Segundo informa a CNN, parte das negociações de fato já começaram. Segundo o que disseram generais da ativa ao veículo, “militares de alta patente têm defendido a indicação de um civil de perfil moderado para o comando do Ministério da Defesa em uma eventual vitória do ex-presidente Luiz Inácio Lula da Silva”. Os nomes citados seriam os do candidato a vice-presidente Geraldo Alckmin, do PSB, o do ex-ministro Aldo Rebello, do PDT, e o do ex-senador Aloysio Nunes Ferreira, do PSDB. Outros nomes, não mencionados, mas que não seriam nada mal para os generais são Etchegoyen, Nelson Jobim e Jacques Wagner. Também de acordo com a matéria, em conversas com a campanha petista, os generais estariam falando de “cláusulas pétreas” para os militares: “elas incluem a manutenção da regra de aposentadoria para militares da ativa, o currículo atual das escolas militares, o regime de progressão na carreira militar e os direitos e deveres previstos na Constituição Federal no artigo 142.”

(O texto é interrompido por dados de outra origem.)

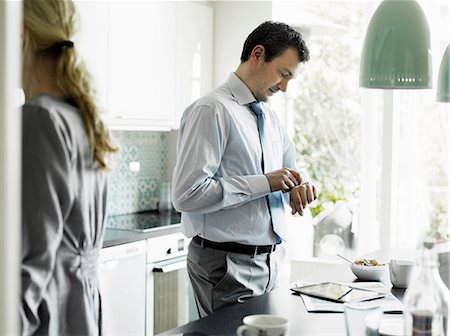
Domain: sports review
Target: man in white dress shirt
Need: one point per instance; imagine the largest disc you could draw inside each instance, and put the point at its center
(233, 158)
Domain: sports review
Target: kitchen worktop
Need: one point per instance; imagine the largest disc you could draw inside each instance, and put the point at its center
(140, 226)
(284, 303)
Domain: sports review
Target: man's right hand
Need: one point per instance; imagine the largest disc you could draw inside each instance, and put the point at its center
(283, 179)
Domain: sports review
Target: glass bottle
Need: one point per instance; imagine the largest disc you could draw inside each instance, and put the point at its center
(426, 300)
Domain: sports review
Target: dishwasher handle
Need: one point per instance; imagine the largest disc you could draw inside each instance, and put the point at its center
(170, 265)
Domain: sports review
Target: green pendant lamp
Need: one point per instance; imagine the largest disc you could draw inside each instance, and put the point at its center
(443, 85)
(396, 52)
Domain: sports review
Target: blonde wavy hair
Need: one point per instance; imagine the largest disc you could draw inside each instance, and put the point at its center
(48, 23)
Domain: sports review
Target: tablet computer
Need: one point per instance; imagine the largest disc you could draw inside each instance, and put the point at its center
(338, 292)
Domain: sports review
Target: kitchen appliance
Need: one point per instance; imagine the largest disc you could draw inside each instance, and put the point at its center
(170, 300)
(122, 278)
(144, 221)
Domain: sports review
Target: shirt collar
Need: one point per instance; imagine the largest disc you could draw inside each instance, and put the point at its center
(239, 90)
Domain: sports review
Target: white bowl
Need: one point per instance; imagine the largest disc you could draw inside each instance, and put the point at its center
(371, 273)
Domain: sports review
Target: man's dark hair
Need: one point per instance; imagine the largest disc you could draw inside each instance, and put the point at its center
(276, 37)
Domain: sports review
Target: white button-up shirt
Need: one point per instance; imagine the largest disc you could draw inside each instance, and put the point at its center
(218, 183)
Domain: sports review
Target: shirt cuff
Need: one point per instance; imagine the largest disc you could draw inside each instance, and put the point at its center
(259, 185)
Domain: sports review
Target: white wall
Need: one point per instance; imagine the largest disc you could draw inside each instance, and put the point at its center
(233, 22)
(10, 149)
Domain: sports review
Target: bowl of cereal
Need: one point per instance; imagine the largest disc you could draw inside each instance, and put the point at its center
(368, 269)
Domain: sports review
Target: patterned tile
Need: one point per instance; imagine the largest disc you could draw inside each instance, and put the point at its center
(130, 192)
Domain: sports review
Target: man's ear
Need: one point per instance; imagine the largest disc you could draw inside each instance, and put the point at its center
(257, 54)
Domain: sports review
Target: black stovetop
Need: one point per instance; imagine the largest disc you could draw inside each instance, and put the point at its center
(144, 221)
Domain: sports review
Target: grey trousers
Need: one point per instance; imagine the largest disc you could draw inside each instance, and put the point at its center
(220, 279)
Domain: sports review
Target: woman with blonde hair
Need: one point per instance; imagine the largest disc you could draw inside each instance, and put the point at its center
(65, 150)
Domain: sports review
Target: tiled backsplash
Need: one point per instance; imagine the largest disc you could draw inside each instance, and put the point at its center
(129, 191)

Dando perfeita clareza à questão: se Bolsonaro for derrotado, terá 63 dias para incendiar o país. Num tal cenário, as Forças Armadas, mesmo que não ajudassem a espalhar o fogo, seriam responsáveis por apagá-lo. Estas mesmas Forças Armadas, que impuseram ao país uma auditoria própria das eleições, silenciam agora sobre o que apuraram, dizendo que só poderão fazê-lo após o dia 5 de janeiro de 2023 – quatro dias após a posse presidencial. Enquanto isso, generais da ativa tentam impor um ministro da Defesa alinhado a seus interesses, e de antemão estabelecem como fora de cogitação qualquer reforma que pudesse arranhar mesmo que superficialmente a posição de soberanos que têm atualmente, e com a qual impõem tais condições.

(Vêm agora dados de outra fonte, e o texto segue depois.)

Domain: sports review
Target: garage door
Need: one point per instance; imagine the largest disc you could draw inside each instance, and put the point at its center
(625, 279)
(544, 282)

 Leia também – Três erros de avaliação sobre os militares 

Partamos do pressuposto de que tudo corra bem neste quesito, e que esta questão seja “superada”, como gostam de dizer os versados no jargão militar. Além do que se convencionou chamar de “politização dos quartéis”, os resultados eleitorais já dão prova da continuação de situação que já descrevemos antes como “quartelização da política”: um levantamento do Instituto Sou da Paz contou cinco candidatos advindos das Forças Armadas eleitos para a Câmara: Hélio Lopes, subtenente do Exército (PL-RJ); Pazuello, general do Exército (PL-RJ); Girão, general da reserva do Exército (PL-RN); Chrisóstomo, coronel do Exército (PL-RO); Zucco, tenente do Exército (Republicanos-RS). Além de dois senadores: Hamilton Mourão, general da reserva do Exército (Republicanos-RS); e Marcos Pontes, tenente-coronel da FAB (PL-SP). Isso para não falar em policiais militares, membros das forças auxiliares das Forças Armadas, segundo aquele mesmo artigo 142 que os generais tanto querem preservar. Servirão, no mínimo, como componentes ativas do lobby militar sobre o governo, banhadas de uma certa legitimidade.

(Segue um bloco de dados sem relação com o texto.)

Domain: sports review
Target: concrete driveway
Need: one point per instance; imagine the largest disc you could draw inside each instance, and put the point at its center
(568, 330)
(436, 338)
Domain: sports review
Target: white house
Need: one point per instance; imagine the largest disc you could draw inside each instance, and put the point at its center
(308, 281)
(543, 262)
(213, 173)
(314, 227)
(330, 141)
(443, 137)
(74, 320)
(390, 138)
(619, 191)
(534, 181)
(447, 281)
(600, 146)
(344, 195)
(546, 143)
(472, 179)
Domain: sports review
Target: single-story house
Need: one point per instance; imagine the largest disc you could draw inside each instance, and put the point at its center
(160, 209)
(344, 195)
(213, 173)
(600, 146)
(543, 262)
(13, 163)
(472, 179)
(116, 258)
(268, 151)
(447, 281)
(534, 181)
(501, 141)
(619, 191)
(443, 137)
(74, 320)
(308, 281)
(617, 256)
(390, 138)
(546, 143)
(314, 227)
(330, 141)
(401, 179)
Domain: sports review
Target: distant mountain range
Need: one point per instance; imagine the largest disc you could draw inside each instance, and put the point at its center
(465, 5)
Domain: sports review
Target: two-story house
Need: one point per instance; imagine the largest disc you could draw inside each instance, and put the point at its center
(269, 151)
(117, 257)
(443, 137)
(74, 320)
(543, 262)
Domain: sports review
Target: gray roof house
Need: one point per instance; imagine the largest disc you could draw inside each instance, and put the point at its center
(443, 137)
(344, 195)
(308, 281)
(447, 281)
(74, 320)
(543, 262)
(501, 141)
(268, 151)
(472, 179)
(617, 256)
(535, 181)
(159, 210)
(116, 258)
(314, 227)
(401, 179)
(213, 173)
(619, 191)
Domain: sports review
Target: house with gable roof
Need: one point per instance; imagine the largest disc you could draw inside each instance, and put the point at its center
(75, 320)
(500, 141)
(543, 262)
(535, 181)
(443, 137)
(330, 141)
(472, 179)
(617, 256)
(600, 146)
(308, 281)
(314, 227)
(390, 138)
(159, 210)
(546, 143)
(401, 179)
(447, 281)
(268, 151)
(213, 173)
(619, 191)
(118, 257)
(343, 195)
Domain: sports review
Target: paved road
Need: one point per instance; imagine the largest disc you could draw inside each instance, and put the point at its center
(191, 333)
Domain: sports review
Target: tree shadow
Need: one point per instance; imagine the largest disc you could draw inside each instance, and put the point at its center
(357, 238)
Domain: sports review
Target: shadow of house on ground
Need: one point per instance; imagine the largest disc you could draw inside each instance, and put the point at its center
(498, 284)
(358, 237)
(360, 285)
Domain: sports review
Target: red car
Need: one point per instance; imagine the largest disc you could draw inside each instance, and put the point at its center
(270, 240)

Deixando de lado por um momento o Partido Fardado, há de se recordar as condições difíceis que Lula enfrentará caso eleito. Por um lado, terá que compor com um Congresso que não lhe favorece. Por outro, impedir traições entre aqueles antigos inimigos, hoje aliados, que pululam na frente ampla. A campanha petista assegurou que houvesse muitos deles, mas podemos nos concentrar no mais óbvio, como exemplo: Geraldo Alckmin. É necessário, além de todos os poréns que a figura cativa, recordar do papel que o então governador teve em 2013. As Jornadas de Junho, que completarão uma década no ano que vem, só se nacionalizaram de fato e tomaram o caráter reacionário com a qual se desenvolveram após a Polícia Militar paulista, controlada por Alckmin, promover desarrazoada repressão contra as manifestações, no dia 13 de junho de 2013. Não foi desarrazoada pela sua violência, característica comum a toda repressão policial. A truculência teve outro caráter: não só repórteres de grandes veículos foram feridos, como sobejaram atos de violência auto-impostos pela polícia, tal qual quebradeiras de viaturas realizadas por policiais fardados. Esta brutalidade foi o que permitiu que a imprensa, que no dia anterior atacava os manifestantes e os descrevia como vândalos, pedindo por uma “retomada da Paulista” e esperando “a hora do basta”, mudasse de posição em bloco no dia seguinte. A face mais clara da operação midiática foi a de Arnaldo Jabor, no Jornal da Globo, que predicando que os manifestantes não passavam de vândalos de classe média numa semana, na seguinte formularia o que se tornou o mote das manifestações dali em diante: “Não é só por 20 centavos”. Também foi Jabor o responsável por levar às ruas os gritos contra a PEC 37, embora poucos então conhecessem o Projeto de Emenda suficientemente bem para explicar suas razões. Nada disto teria sido possível sem Alckmin.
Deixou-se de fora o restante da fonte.